Companies need to clear outstanding bills before the end of March or they could see their Pension Protection Fund (PPF) levy quadruple, claim two leading consulting firms.
Aon Consulting and Hymans Robertson are both warning any outstanding payments or county court judgments (CCJs) could see pension levies rise up to four times higher.
The PPF will set the 2006/07 levies for companies on 31 March 2006, with 80% of the levy based on the risk of insolvency using a company’s credit rating or financial security determined by Dun & Bradstreet (D&B).
But Aon says failure to pay bills for as little as a few hundred pounds could mean levies which are up to four times greater than if they had paid their bills earlier, as credit ratings are heavily impacted by a company’s trade experience with wholesalers and suppliers and any outstanding payments suggest the company is more likely to become insolvent in the following year.
To try and limit the possibility of this happening, Aon Consulting advises companies to be extra vigilant with their financial accounts and settle all outstanding CCJs as a matter of priority or run the risk of facing levies far bigger than necessary.
David Stewart, senior consultant and actuary at Aon Consulting, says there are many factors which influence company credit ratings and prompt bill payments are one of them.
He says Aon’s main concern is companies are failing to realise the huge implication unpaid bills, even those of nominal amounts, will have on their PPF levies.
Hymans Robertson also reveal D&B believe companies with just one small CCJ are four times more likely to fail than a company without any, and they calculate a company with two CCJs is seven times more likely to become insolvent.
The consulting firm warns D&B take into account the number of CCJs in calculating the levy, even if they are small and appear to be trivial.
Robert Inglis, a partner at Hymans Robertson, says: “We have seen some alarming cases where the rating has fallen from around 50 out of 100 to less than 10 as a result of a company collecting some CCJs for tiny amounts.

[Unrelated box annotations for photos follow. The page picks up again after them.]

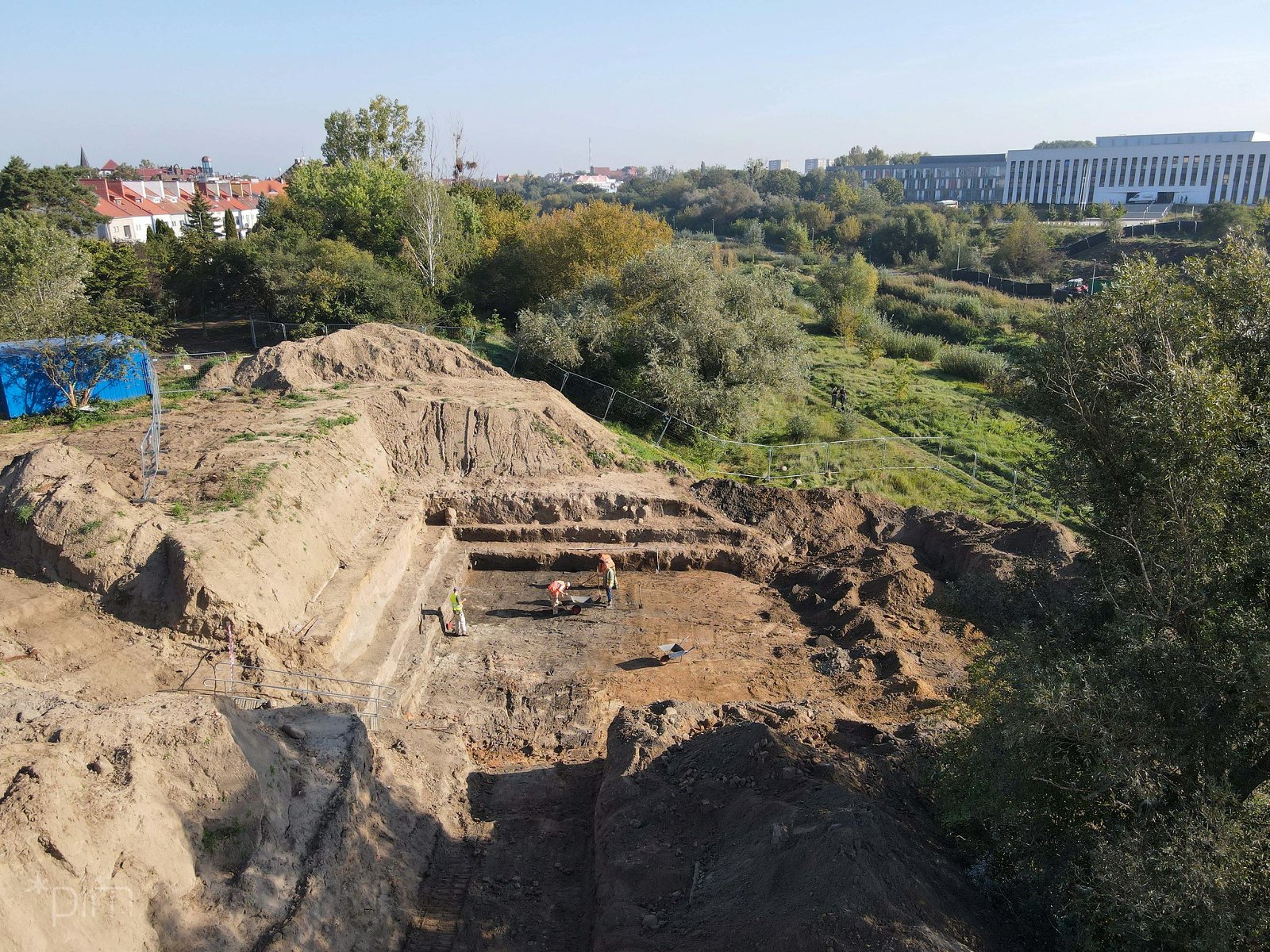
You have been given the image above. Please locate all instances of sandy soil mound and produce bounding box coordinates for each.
[595,702,1011,952]
[202,324,498,390]
[694,480,1076,721]
[0,687,441,950]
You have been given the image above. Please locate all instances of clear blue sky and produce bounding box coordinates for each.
[0,0,1270,175]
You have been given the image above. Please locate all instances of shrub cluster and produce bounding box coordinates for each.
[935,344,1006,383]
[856,317,944,362]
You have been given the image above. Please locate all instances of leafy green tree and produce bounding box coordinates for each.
[273,159,413,259]
[516,244,805,432]
[519,203,672,301]
[321,95,427,169]
[0,212,163,408]
[874,179,904,205]
[872,205,948,262]
[0,155,36,212]
[992,205,1053,275]
[941,235,1270,952]
[83,239,154,309]
[758,169,802,198]
[182,189,220,241]
[0,156,106,235]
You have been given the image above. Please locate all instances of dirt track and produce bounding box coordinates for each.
[0,326,1072,950]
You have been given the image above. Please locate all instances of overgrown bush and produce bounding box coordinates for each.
[857,317,944,362]
[936,344,1006,383]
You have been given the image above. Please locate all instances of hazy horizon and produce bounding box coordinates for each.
[0,0,1270,176]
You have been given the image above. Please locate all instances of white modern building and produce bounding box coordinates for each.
[1003,132,1270,205]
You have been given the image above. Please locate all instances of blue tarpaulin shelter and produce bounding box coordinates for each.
[0,335,150,420]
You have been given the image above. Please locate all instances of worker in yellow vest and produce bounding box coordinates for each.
[605,559,618,608]
[449,586,468,637]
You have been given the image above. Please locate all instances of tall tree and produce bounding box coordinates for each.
[0,156,106,235]
[0,155,36,212]
[0,212,163,408]
[321,95,427,169]
[942,235,1270,952]
[184,188,220,240]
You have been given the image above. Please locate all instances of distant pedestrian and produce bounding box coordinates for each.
[449,588,468,637]
[548,579,569,614]
[605,560,618,608]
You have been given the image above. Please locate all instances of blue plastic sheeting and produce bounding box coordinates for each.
[0,335,150,420]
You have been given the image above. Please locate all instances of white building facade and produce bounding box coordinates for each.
[1003,132,1270,205]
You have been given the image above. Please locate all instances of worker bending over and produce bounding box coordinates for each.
[602,555,618,608]
[449,586,468,637]
[548,579,569,614]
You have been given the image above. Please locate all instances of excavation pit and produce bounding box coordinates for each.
[418,570,833,766]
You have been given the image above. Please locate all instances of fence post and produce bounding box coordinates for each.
[656,416,671,446]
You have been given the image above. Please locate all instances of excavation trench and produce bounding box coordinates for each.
[406,571,832,950]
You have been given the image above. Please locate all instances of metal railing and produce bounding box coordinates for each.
[132,351,167,504]
[151,351,230,393]
[203,662,398,730]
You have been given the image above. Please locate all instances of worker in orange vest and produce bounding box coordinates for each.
[548,579,569,614]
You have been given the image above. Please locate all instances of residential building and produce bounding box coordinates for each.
[855,152,1006,205]
[80,178,286,243]
[1005,131,1270,205]
[573,175,622,192]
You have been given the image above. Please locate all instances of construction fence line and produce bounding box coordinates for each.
[512,349,1062,519]
[236,319,1062,520]
[248,317,476,351]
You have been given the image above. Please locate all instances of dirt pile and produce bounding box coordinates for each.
[202,324,495,390]
[595,701,1012,952]
[694,480,1076,721]
[0,687,447,952]
[0,326,1075,952]
[0,325,614,658]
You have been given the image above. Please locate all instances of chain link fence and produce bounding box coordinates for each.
[512,351,1062,519]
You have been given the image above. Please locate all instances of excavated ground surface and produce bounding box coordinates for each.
[0,326,1075,952]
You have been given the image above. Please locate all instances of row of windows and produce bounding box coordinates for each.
[862,165,1006,180]
[1006,152,1270,205]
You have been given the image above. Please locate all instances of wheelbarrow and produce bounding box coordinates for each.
[560,595,607,614]
[654,641,697,664]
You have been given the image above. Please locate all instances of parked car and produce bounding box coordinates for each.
[1054,278,1090,305]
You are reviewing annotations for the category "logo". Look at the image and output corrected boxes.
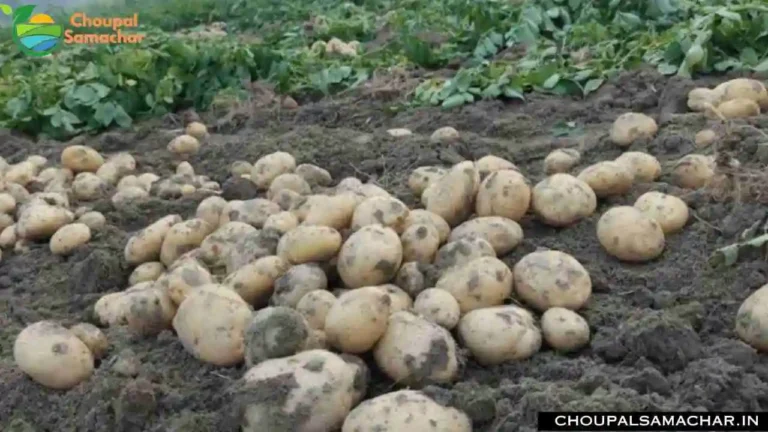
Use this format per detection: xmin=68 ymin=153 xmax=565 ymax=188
xmin=0 ymin=4 xmax=63 ymax=57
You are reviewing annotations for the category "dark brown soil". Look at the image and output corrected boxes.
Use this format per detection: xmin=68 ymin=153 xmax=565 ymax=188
xmin=0 ymin=71 xmax=768 ymax=432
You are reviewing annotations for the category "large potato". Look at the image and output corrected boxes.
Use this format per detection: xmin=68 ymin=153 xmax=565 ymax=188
xmin=337 ymin=225 xmax=403 ymax=288
xmin=373 ymin=311 xmax=459 ymax=387
xmin=597 ymin=206 xmax=665 ymax=262
xmin=531 ymin=174 xmax=597 ymax=227
xmin=13 ymin=321 xmax=94 ymax=390
xmin=512 ymin=250 xmax=592 ymax=312
xmin=173 ymin=285 xmax=253 ymax=366
xmin=458 ymin=305 xmax=541 ymax=366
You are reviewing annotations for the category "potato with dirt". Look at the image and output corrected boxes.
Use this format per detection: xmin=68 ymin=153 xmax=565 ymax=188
xmin=634 ymin=191 xmax=689 ymax=235
xmin=173 ymin=285 xmax=253 ymax=367
xmin=457 ymin=305 xmax=541 ymax=366
xmin=336 ymin=225 xmax=403 ymax=288
xmin=341 ymin=390 xmax=472 ymax=432
xmin=531 ymin=174 xmax=597 ymax=228
xmin=13 ymin=321 xmax=94 ymax=390
xmin=541 ymin=307 xmax=590 ymax=352
xmin=435 ymin=257 xmax=513 ymax=315
xmin=597 ymin=206 xmax=666 ymax=262
xmin=373 ymin=311 xmax=460 ymax=387
xmin=512 ymin=250 xmax=592 ymax=312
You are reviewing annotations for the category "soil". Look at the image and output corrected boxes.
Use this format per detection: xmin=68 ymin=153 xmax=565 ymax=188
xmin=0 ymin=71 xmax=768 ymax=432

But the impact on the levy can run into millions.”
He adds that as the PPF levy will be calculated by looking at information as of 31 March 2006, companies need to move fast to clear all outstanding CCJs and most importantly ensure they don’t pick up any more.

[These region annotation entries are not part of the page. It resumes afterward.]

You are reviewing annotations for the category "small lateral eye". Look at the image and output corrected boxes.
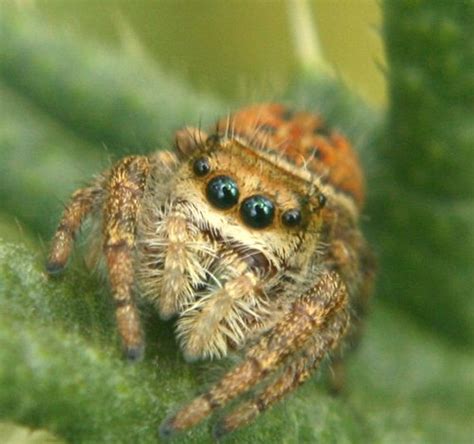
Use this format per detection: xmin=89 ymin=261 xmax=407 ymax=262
xmin=206 ymin=176 xmax=240 ymax=210
xmin=240 ymin=194 xmax=275 ymax=229
xmin=281 ymin=208 xmax=301 ymax=228
xmin=193 ymin=157 xmax=211 ymax=177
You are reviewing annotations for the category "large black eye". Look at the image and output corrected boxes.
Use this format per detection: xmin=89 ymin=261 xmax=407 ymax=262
xmin=281 ymin=208 xmax=301 ymax=228
xmin=206 ymin=176 xmax=239 ymax=210
xmin=193 ymin=157 xmax=211 ymax=177
xmin=240 ymin=194 xmax=275 ymax=228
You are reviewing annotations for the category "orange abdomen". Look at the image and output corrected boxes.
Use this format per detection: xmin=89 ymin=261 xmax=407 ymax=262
xmin=219 ymin=104 xmax=364 ymax=207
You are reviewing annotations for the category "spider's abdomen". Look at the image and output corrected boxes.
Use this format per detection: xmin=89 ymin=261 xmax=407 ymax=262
xmin=219 ymin=104 xmax=364 ymax=207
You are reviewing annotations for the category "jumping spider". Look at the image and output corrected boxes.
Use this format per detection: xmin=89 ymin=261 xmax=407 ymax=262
xmin=47 ymin=104 xmax=374 ymax=436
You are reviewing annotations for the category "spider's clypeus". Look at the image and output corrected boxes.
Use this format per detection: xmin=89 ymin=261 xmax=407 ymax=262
xmin=47 ymin=104 xmax=374 ymax=436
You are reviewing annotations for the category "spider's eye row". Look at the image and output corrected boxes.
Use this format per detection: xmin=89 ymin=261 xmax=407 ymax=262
xmin=193 ymin=157 xmax=211 ymax=177
xmin=206 ymin=176 xmax=240 ymax=210
xmin=240 ymin=194 xmax=275 ymax=228
xmin=281 ymin=208 xmax=302 ymax=228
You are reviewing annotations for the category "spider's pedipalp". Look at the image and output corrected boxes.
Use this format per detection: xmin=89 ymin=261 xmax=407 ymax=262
xmin=161 ymin=272 xmax=347 ymax=435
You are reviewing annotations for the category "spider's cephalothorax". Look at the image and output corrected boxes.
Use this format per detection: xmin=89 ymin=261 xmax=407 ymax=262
xmin=47 ymin=104 xmax=373 ymax=434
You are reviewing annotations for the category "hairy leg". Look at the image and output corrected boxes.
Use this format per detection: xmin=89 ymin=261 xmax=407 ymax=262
xmin=46 ymin=180 xmax=103 ymax=275
xmin=214 ymin=307 xmax=349 ymax=437
xmin=103 ymin=156 xmax=150 ymax=360
xmin=160 ymin=272 xmax=347 ymax=436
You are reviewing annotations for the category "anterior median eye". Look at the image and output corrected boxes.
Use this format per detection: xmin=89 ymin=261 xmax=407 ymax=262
xmin=206 ymin=176 xmax=239 ymax=210
xmin=240 ymin=194 xmax=275 ymax=228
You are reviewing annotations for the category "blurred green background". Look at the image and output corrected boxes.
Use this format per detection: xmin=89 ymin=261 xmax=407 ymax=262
xmin=35 ymin=0 xmax=385 ymax=103
xmin=0 ymin=0 xmax=474 ymax=443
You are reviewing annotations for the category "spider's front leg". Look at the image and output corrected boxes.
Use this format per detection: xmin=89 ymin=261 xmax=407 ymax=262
xmin=46 ymin=156 xmax=150 ymax=360
xmin=103 ymin=156 xmax=150 ymax=361
xmin=160 ymin=272 xmax=349 ymax=436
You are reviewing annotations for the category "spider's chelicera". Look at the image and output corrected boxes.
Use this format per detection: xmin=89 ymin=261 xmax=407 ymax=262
xmin=47 ymin=104 xmax=374 ymax=436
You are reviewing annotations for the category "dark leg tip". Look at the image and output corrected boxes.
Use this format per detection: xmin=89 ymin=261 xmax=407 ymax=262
xmin=124 ymin=344 xmax=145 ymax=363
xmin=46 ymin=261 xmax=65 ymax=276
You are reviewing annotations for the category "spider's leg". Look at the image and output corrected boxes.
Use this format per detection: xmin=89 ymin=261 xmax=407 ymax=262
xmin=160 ymin=272 xmax=347 ymax=436
xmin=46 ymin=180 xmax=103 ymax=275
xmin=103 ymin=156 xmax=150 ymax=360
xmin=214 ymin=307 xmax=349 ymax=438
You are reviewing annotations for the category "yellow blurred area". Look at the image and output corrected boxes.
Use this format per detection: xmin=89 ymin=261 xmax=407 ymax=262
xmin=34 ymin=0 xmax=385 ymax=104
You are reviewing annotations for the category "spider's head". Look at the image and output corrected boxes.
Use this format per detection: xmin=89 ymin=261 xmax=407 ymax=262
xmin=173 ymin=130 xmax=325 ymax=271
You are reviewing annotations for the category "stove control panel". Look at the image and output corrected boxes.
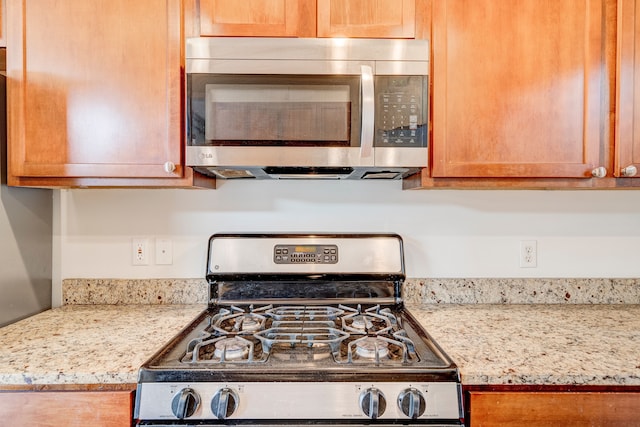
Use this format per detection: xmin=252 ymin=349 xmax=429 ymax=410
xmin=273 ymin=244 xmax=338 ymax=264
xmin=136 ymin=382 xmax=463 ymax=425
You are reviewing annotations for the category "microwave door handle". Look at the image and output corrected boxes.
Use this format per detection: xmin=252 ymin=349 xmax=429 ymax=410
xmin=360 ymin=65 xmax=375 ymax=158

Stewart says: “I am aware of a number of companies that tare expected to have reduced their levy by more than 75% as a result of paying a few small outstanding bills. For a scheme with liabilities of £400m this could result in a levy reduction of more than £1.5m.”
He admits although this is at the top end of the spectrum, there are still a huge number of companies who will find themselves crippled by an unmanageable increase in their PPF levy if they fail to pay their invoices on time.
But Clive Fortes, a partner and head of actuarial practice at Hymans Robertson, warns companies need to act now, as the D&B scores are rankings not ratings and as companies clear CCJs and take other actions to improve their D&B score they will overtake other companies in the D&B ranking list.
He says: “D&B scores look at how likely companies are to fail compared with others. So some companies could see their rating fall and their levy go up even though their financial position is unchanged.”